Is it “klm604”, “k_l_m six oh four”, “KLM six o for”, “~k~l~m 6 ohh 4 ”, “kay el am six ouh four”?
HAAWAII already refined and extended a set of rules for transcription (and annotation) of ATC utterances, that was agreed by 22 European partners from ATM research and industry.
However, the feedback of air traffic controllers who actively transcribed and also the automatic and manual checking results showed that there is a need for some further improvements.
Those definitions shall make transcriptions consistent, less ambiguous and better to use for automatic learning of models such as acoustic model, language model, and command extraction model.
Hence, the HAAWAII team (especially the partners of DLR, BUT, Idiap) updated the deliverable D3.1 “Transcription and Annotation Handbook” (for excerpt click here).

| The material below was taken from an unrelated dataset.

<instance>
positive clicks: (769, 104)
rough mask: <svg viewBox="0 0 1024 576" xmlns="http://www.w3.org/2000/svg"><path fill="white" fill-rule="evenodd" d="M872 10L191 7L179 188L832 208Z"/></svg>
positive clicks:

The update concerned, e.g.,
- Eliminating hyphens, underscores, and special characters from different languages “ä,ö,ü,ß,é” with a blank “ “ and closest English expression “ae, oe, ue, ss, e”, respectively
- Consistent splitting of meaningful words into multiple parts, e.g., “german air force” instead of “german_airforce” and “korean air” instead of “koreanair”
- Clarification on use of upper case letters if English spelling is used instead of ICAO spelling, i.e., “KLM”, “QNH”, and “Rnav” (in “Rnav” the English letter ”r” is spoken whereas “nav” is pronounced as a word)
- Further replacements of frequently misspelled words, e.g., “until” instead of “untill”, “victor” instead of “viktor”, and “ILS” instead of “ils”
All of those updates help to assure a unique high quality of transcriptions to be used by the derived models and also to improve an easy exchange of high quality transcriptions.
In the course of applying the airline designator rule and spelling updates, multiple ten thousand transcription files from different ASR projects have been modified along with required changes in implementation source code and unit tests.
…and the pending answer on the starting question is that “KLM six O four” is the correct transcription and “KLM604” is the correct annotation due to the defined transcription and annotation rules.